A prompt template is a reproducible way to generate a prompt dynamically. It contains a template string that can take in parameters and generate a full prompt.

For example:

template = "You are a {profession}. What is your advice about {topic}?"

prompt = PromptTemplate(template=template, input_variables=["profession", "topic"])

prompt.format(profession="doctor", topic="getting more sleep")

Would generate the prompt:

You are a doctor. What is your advice about getting more sleep?

Prompt templates allow prompts to be dynamically generated from parameters. They can contain:

  • Instructions to the model
  • Few shot examples
  • A question or request

See the prompt templates documentation for more details and examples.

Chat Prompt Templates

Chat models take prompts in the form of a list of chat messages, rather than a single text string. LangChain provides ChatPromptTemplate to help construct prompts for chat models.

A ChatPromptTemplate consists of one or more MessagePromptTemplates that each generate a chat message. For example:

system_template = "You are an assistant that translates {input_language} to {output_language}."
system_prompt = SystemMessagePromptTemplate(system_template)
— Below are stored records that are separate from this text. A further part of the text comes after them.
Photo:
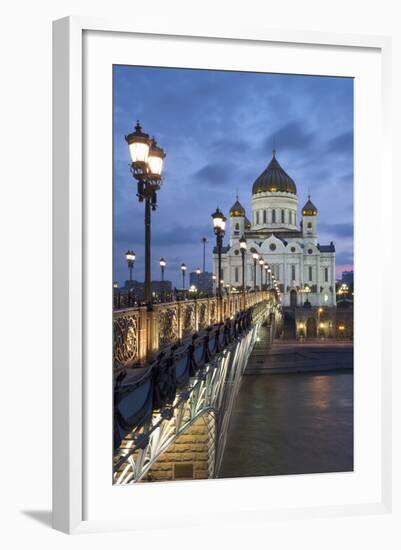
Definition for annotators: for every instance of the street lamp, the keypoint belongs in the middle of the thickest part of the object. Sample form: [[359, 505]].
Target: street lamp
[[307, 290], [261, 264], [146, 167], [219, 226], [255, 257], [130, 257], [198, 272], [183, 270], [266, 267], [162, 263], [204, 242], [242, 247]]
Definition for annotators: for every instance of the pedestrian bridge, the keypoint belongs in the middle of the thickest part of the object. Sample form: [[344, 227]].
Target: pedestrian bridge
[[177, 373]]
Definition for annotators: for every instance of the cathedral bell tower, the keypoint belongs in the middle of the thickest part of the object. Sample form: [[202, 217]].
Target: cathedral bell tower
[[309, 221], [237, 221]]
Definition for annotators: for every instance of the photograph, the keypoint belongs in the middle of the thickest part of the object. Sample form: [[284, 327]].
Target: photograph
[[233, 274]]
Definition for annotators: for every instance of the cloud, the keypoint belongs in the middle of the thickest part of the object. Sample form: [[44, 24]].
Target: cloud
[[337, 229], [344, 258], [343, 143], [292, 136], [218, 129], [214, 174]]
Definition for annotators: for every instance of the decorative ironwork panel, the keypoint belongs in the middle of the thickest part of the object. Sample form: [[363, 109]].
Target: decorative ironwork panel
[[168, 325], [202, 319], [213, 312], [125, 329], [188, 326]]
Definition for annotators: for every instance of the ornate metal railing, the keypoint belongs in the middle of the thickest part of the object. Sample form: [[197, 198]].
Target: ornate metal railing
[[155, 407], [140, 333]]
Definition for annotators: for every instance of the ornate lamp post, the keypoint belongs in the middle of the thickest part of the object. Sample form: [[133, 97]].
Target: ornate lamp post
[[204, 242], [261, 264], [219, 226], [146, 168], [255, 257], [242, 247], [307, 291], [266, 267], [183, 270], [130, 257], [162, 263], [198, 272]]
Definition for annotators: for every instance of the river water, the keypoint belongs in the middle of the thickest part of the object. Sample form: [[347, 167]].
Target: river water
[[291, 424]]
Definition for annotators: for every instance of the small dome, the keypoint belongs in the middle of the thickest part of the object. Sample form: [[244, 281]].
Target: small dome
[[237, 210], [274, 180], [309, 209]]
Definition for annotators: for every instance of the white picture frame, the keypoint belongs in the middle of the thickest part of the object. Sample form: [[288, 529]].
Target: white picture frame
[[71, 309]]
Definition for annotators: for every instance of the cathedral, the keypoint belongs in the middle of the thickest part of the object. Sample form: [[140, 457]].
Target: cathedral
[[303, 268]]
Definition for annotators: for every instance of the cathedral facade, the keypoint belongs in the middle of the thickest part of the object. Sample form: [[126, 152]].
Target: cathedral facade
[[303, 268]]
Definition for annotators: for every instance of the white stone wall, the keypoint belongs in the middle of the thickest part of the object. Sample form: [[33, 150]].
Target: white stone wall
[[283, 204], [299, 257]]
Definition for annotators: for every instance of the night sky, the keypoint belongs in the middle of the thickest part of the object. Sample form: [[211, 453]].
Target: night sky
[[218, 130]]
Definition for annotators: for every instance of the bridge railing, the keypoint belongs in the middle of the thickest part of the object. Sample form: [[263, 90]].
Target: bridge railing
[[153, 406], [139, 333]]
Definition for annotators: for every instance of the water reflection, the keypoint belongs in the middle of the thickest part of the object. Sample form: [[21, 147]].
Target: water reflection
[[291, 423]]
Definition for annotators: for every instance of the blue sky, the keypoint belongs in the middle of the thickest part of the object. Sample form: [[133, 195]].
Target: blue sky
[[218, 130]]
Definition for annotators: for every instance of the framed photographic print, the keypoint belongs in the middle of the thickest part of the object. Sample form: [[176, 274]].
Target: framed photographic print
[[218, 194]]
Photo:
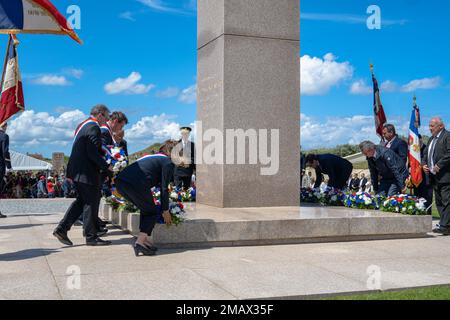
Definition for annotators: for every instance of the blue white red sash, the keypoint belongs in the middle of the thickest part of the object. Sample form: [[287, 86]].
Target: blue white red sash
[[108, 128], [157, 155], [83, 124]]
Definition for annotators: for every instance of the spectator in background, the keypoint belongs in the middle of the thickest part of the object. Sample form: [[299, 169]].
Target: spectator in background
[[306, 181], [50, 188], [42, 188]]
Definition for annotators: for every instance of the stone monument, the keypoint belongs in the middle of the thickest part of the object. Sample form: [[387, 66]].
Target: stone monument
[[249, 83]]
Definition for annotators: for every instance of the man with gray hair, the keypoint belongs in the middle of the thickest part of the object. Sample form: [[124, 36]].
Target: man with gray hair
[[436, 164], [386, 164], [393, 142]]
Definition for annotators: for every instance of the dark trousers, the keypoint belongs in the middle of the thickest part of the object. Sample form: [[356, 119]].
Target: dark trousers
[[86, 204], [425, 191], [442, 194], [183, 181], [143, 200]]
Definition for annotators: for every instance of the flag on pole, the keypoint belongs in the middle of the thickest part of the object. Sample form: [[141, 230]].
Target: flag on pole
[[380, 116], [414, 155], [12, 92], [33, 16]]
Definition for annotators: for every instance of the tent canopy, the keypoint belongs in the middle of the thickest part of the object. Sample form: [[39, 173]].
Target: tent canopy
[[22, 162]]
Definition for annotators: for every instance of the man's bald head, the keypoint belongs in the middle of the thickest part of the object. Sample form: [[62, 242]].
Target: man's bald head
[[436, 126]]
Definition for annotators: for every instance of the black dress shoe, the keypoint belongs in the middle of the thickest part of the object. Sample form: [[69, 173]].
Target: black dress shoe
[[102, 232], [62, 237], [142, 249], [98, 242]]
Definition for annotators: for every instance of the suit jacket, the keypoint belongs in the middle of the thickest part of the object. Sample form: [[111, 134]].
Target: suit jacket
[[389, 166], [86, 160], [107, 139], [441, 158], [337, 169], [186, 171], [5, 157], [149, 172], [400, 147]]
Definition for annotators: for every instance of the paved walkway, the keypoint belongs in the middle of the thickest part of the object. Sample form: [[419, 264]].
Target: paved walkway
[[33, 265]]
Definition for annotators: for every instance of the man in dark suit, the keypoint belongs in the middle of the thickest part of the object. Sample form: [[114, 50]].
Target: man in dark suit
[[115, 124], [385, 163], [184, 160], [337, 168], [363, 183], [436, 164], [85, 166], [135, 183], [393, 142], [121, 142], [5, 158]]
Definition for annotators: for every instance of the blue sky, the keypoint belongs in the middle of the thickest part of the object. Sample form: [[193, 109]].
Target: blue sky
[[139, 56]]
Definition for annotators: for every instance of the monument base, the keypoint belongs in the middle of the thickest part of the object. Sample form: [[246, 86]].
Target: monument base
[[209, 226]]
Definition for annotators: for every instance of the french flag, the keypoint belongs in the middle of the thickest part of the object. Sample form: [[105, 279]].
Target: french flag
[[414, 148], [12, 92], [33, 16]]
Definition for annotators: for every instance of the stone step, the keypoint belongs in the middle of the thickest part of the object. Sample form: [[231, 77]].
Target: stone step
[[208, 226]]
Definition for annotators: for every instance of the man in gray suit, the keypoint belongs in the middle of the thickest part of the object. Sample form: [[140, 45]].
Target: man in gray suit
[[436, 164]]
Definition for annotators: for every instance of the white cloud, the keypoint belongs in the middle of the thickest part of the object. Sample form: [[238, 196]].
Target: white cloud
[[189, 95], [318, 75], [425, 83], [389, 86], [342, 130], [360, 87], [51, 80], [168, 93], [127, 15], [32, 128], [128, 85], [162, 6], [73, 72], [153, 129]]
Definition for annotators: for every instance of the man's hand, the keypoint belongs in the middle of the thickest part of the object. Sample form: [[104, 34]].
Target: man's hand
[[167, 217]]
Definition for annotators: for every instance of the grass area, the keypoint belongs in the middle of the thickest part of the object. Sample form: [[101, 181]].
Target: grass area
[[431, 293]]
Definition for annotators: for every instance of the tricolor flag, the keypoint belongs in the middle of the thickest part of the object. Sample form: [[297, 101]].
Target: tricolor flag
[[12, 93], [414, 147], [33, 16], [380, 116]]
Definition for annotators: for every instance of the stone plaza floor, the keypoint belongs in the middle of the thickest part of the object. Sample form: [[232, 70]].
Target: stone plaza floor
[[34, 265]]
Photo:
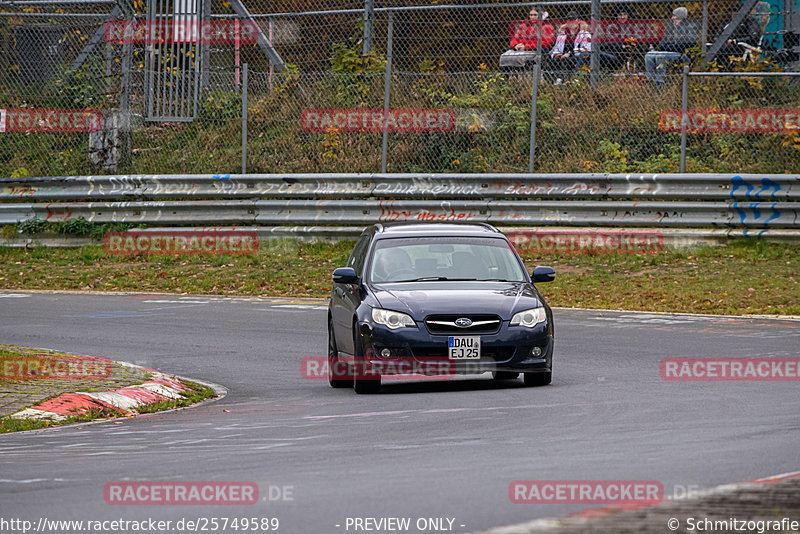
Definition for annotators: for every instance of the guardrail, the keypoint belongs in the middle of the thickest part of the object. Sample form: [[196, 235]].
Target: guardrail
[[772, 187], [731, 201]]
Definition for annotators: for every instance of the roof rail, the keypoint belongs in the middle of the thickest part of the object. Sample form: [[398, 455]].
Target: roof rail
[[489, 226]]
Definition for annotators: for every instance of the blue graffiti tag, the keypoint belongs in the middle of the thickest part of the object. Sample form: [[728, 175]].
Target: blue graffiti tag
[[754, 207], [766, 184]]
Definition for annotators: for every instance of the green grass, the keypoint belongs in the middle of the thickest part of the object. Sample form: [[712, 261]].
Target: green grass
[[9, 424], [197, 392], [744, 277]]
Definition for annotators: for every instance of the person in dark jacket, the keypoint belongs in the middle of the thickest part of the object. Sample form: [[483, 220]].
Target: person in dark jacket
[[681, 35], [527, 35], [747, 32]]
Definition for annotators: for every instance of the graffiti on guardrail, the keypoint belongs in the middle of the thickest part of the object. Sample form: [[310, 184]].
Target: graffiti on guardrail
[[756, 213], [391, 213]]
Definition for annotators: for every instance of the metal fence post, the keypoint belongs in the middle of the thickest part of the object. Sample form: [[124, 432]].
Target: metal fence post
[[387, 84], [594, 65], [684, 116], [244, 118], [534, 96], [126, 150], [704, 35], [369, 16]]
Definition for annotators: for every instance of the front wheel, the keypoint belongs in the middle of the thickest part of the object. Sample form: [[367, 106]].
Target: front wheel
[[538, 379], [335, 371], [363, 382]]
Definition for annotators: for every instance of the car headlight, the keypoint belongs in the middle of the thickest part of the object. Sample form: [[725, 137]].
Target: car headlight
[[529, 318], [392, 319]]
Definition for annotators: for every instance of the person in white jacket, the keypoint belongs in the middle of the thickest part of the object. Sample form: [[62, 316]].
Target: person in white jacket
[[564, 52]]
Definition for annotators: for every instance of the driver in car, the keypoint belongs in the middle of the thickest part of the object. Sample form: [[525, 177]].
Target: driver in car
[[392, 262]]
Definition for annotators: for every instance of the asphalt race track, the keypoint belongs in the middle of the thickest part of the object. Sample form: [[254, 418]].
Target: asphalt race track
[[420, 450]]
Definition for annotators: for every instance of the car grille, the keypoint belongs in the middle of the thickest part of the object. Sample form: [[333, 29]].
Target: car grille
[[446, 324], [499, 354]]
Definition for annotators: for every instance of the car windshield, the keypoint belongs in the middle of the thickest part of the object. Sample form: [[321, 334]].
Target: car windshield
[[444, 258]]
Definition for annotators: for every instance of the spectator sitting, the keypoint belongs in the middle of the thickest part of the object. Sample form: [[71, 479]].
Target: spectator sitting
[[748, 32], [583, 50], [527, 34], [681, 35], [563, 55], [624, 51], [526, 41]]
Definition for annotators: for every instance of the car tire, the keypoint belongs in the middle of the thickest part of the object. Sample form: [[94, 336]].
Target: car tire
[[538, 379], [504, 375], [333, 361], [363, 384]]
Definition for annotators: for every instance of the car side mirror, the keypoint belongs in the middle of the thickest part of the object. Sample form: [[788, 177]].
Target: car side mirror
[[345, 275], [543, 274]]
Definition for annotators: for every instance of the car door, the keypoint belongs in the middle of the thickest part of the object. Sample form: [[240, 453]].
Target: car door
[[347, 298]]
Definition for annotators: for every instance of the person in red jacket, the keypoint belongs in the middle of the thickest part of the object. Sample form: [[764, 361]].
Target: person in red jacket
[[526, 37]]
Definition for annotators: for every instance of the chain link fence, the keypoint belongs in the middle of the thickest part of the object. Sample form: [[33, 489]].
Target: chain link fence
[[79, 83]]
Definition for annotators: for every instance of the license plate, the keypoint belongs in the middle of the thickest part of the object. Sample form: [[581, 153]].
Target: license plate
[[464, 347]]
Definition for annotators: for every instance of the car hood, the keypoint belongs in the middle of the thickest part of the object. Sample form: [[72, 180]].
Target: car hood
[[421, 299]]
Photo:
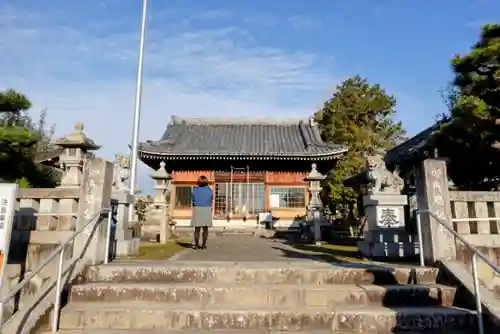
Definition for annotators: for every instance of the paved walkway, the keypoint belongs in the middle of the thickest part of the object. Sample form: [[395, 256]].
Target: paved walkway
[[245, 248]]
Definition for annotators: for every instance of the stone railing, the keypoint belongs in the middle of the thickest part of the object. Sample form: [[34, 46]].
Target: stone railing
[[475, 216], [45, 218]]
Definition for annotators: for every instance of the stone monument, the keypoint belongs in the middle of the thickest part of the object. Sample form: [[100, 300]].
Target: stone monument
[[315, 215], [127, 243], [158, 225], [385, 235]]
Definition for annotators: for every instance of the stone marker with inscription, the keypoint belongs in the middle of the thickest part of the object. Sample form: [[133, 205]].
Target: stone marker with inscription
[[385, 235]]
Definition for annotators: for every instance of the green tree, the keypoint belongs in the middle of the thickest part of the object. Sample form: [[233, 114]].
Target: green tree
[[470, 137], [20, 140], [359, 116]]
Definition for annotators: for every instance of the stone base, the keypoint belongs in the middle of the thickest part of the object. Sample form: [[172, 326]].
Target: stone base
[[389, 235], [388, 250], [127, 247]]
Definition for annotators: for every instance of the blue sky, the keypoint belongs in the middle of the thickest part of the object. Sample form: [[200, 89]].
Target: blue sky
[[78, 59]]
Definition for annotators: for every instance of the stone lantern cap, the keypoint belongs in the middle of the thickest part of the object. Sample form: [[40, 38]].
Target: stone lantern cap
[[314, 175], [161, 173], [77, 139]]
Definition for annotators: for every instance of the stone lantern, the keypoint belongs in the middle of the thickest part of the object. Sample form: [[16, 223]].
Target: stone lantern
[[75, 146], [162, 187], [315, 206]]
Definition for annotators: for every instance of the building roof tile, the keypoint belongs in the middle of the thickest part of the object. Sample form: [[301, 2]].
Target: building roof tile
[[298, 137]]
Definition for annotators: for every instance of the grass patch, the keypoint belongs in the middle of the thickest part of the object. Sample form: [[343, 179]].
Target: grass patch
[[333, 253], [156, 251]]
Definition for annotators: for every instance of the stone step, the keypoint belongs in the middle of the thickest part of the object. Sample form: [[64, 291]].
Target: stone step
[[237, 331], [293, 272], [255, 296], [151, 315]]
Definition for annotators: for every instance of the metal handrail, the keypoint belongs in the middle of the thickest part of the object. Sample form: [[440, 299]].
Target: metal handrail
[[475, 253], [58, 251]]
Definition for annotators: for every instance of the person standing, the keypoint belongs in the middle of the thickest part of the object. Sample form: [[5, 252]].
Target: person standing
[[202, 197]]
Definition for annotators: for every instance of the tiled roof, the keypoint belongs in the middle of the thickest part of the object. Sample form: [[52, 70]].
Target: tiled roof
[[412, 146], [269, 137]]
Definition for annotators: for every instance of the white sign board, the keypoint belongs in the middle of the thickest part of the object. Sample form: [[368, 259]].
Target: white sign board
[[265, 217], [389, 217], [8, 194], [275, 200]]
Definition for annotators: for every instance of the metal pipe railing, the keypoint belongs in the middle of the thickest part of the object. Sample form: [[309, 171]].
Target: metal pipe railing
[[475, 254], [59, 251]]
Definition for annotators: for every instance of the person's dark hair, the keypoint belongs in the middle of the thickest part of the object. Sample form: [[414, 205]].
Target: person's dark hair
[[202, 181]]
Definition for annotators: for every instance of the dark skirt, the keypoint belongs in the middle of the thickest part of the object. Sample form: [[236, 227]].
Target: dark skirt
[[202, 216]]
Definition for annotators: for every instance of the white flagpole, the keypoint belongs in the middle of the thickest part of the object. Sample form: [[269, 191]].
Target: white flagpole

human_template = "Hello! Can you translate this: {text}"
human_prompt = HumanMessagePromptTemplate(human_template)

chat_prompt = ChatPromptTemplate(messages=[system_prompt, human_prompt])

chat_prompt.format(
input_language="English",
output_language="Spanish",
text="I love traveling"
)

Would generate:

[
SystemMessage(You are an assistant that translates English to Spanish.),
HumanMessage(Hello! Can you translate this: I love traveling)
]

See the chat prompt templates documentation for more details and examples.

LLMs vs Chat Models

There are two main types of models in LangChain:

  • LLMs: Take a text string as input and return a text string. For example, GPT-3.
  • Chat Models: Take a list of chat messages as input and return a chat message. For example, GPT-4.

LLMs and Chat Models have slightly different interfaces, but both implement the base BaseLanguageModel interface in LangChain. This makes it possible to swap between LLMs and Chat Models.

When using a specific model, it is best to use the model-specific methods (i.e. predict for LLMs). But the base interface allows writing applications that are agnostic to model type.

See the models documentation for more details.